Starting in the fall of 2022, first-year students or tribal college transfer students whose families earn under $75,000 a year will be eligible for a scholarship covering full tuition. Students from families earning up to $100,000 would have 90 percent of their tuition covered and 80 percent for an annual income up to $125,000.
Students with family income above that level would not be eligible for the program.
"They would be eligible for other scholarships and aid," said Karen Diver, the university's senior adviser to the president for Native American affairs.
Students already enrolled in the university system are also not eligible for the program. Diver said starting only with incoming students allows the university to plan and get a better handle of the demand for the program in the future.
Students must maintain full-time enrollment and keep a 2.0 or better cumulative grade-point average. A student doesn't need to be a Minnesota resident to be eligible as long as they are a citizen of one of the state's tribal nations.
"We have been very honest from my first days as president that we need to better serve citizens of our Tribal Nations and their communities," Gabel said in a statement.
"This program is a meaningful step to increasing access and continuing to improve retention and graduation rates while closing opportunity gaps."
It's not uncommon for high school students to think college might be out of reach for them. But for Shannon Geshick, it went even further than that.
"I know, this sounds crazy. But I did not know that Native people could go to college. I didn't think that was a right, or opportunity reserved for us," she said.
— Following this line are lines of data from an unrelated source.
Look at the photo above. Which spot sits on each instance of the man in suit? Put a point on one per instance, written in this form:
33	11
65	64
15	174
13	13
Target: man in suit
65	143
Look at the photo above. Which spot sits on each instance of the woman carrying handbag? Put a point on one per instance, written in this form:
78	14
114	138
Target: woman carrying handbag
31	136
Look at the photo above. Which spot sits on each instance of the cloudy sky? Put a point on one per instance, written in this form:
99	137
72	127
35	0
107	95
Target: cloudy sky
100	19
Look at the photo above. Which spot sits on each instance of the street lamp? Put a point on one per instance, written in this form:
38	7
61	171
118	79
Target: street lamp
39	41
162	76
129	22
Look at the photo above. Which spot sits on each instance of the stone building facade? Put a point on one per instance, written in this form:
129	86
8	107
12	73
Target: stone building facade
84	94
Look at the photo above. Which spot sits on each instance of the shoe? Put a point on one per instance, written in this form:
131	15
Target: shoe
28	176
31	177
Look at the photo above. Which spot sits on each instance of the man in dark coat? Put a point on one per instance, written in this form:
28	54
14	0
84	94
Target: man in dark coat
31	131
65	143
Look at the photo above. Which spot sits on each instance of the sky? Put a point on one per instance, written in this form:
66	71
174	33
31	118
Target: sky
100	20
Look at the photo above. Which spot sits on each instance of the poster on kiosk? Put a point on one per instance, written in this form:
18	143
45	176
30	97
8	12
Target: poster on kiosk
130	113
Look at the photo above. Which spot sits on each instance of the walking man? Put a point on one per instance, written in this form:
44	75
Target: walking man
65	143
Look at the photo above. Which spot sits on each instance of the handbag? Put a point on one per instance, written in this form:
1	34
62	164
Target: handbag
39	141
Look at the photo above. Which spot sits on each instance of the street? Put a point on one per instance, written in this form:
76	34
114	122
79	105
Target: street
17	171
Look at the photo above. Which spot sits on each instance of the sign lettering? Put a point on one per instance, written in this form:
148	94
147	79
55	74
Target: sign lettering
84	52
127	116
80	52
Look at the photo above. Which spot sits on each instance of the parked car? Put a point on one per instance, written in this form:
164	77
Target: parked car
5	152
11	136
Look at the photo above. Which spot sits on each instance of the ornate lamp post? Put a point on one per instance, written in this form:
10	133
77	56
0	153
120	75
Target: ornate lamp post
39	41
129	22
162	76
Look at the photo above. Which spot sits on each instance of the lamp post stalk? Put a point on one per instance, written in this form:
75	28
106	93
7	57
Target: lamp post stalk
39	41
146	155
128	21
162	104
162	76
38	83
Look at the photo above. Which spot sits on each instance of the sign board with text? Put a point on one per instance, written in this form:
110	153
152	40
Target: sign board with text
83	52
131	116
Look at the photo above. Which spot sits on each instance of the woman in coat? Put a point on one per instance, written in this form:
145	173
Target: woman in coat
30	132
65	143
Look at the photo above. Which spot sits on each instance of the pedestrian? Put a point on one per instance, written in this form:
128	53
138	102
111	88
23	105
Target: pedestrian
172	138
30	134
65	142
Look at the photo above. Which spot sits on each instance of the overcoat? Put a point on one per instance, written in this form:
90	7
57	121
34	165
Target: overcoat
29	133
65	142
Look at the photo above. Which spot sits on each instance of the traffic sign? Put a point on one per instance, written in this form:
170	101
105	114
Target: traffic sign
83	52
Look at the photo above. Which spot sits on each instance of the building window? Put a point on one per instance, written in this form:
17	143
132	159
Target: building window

Geshick is now executive director of the Minnesota Indian Affairs Council. She's a citizen of the Bois Forte Band of Chippewa, and has a master's degree from the University of Minnesota Duluth in tribal administration and governance.
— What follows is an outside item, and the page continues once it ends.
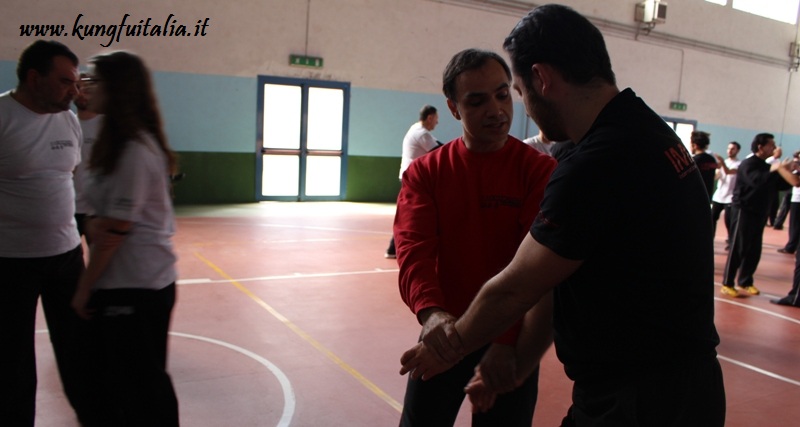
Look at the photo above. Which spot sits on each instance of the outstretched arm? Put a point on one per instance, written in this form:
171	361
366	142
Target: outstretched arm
503	300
Geshick and others say the new Native American Promise Tuition Program will show Native American students that college is a realistic option for them, and provide financial resources to help make it a reality.
"I think right now we're just basking in this new opportunity, and the opportunity that's going to give our Native students to access an institution that historically we've been denied access to."
There are only a handful of other states, including Michigan, that offer tuition waivers to Native American students.
In her memo to tribal leaders, Gabel called the expansion a "significant achievement" and said it will place the U of M's program "among the nation's most comprehensive free and reduced tuition programs for Native American students."
Tribal communities have been asking for tuition assistance for tribal members for several years.
The Minnesota Indian Affairs Council, which advises state government on tribe issues, asked for a tuition waiver similar to Michigan's program in a resolution it adopted last summer.
Diver, the former chairwoman of the Fond du Lac Band of Lake Superior Chippewa, said the university is exploring ways to improve its support services for Native American students.
"How do we create that home away from home, give them safe places where they can create community, help them navigate a very large bureaucratic institution, so that small things don't become a big hurdle for these learners."
For the Pine Knot News
Michael Reynolds, an environmental science student at Cloquet's Fond du Lac Tribal and Community College, answered some questions about the University of Minnesota tuition announcement this month.
Q What are your thoughts on the announcement from the University of Minnesota?
A I was taken by surprise. I didn't expect to see something like this happen in my lifetime. I feel that this will make college a lot less intimidating for indigenous students and encourage many to continue their education. It fills me with hope.
Q Do you think the tuition waiver program will impact you and the decisions you make for your education?
A I do. I've been considering a handful of colleges for a while, and I've never quite been able to narrow down a top choice. That was, until I heard the news. I intend on going to (the University of Minnesota Duluth) to finish my education now. It's close to home and the fact that they're doing so much for Native Americans speaks volumes.
Q How do you think the program will impact the students at FDLTCC?
A I think it will be life-changing. Having their tuition be free or greatly reduced is a great incentive to continue their education. It will also make college life a lot less stressful and hopefully correspond with increased academic performance.
Q Do you think the program will have any impact on our community?
A I expect to see a positive impact. ... I feel that community members will be better able to realize their education goals now, and I think the entire community will benefit as a result.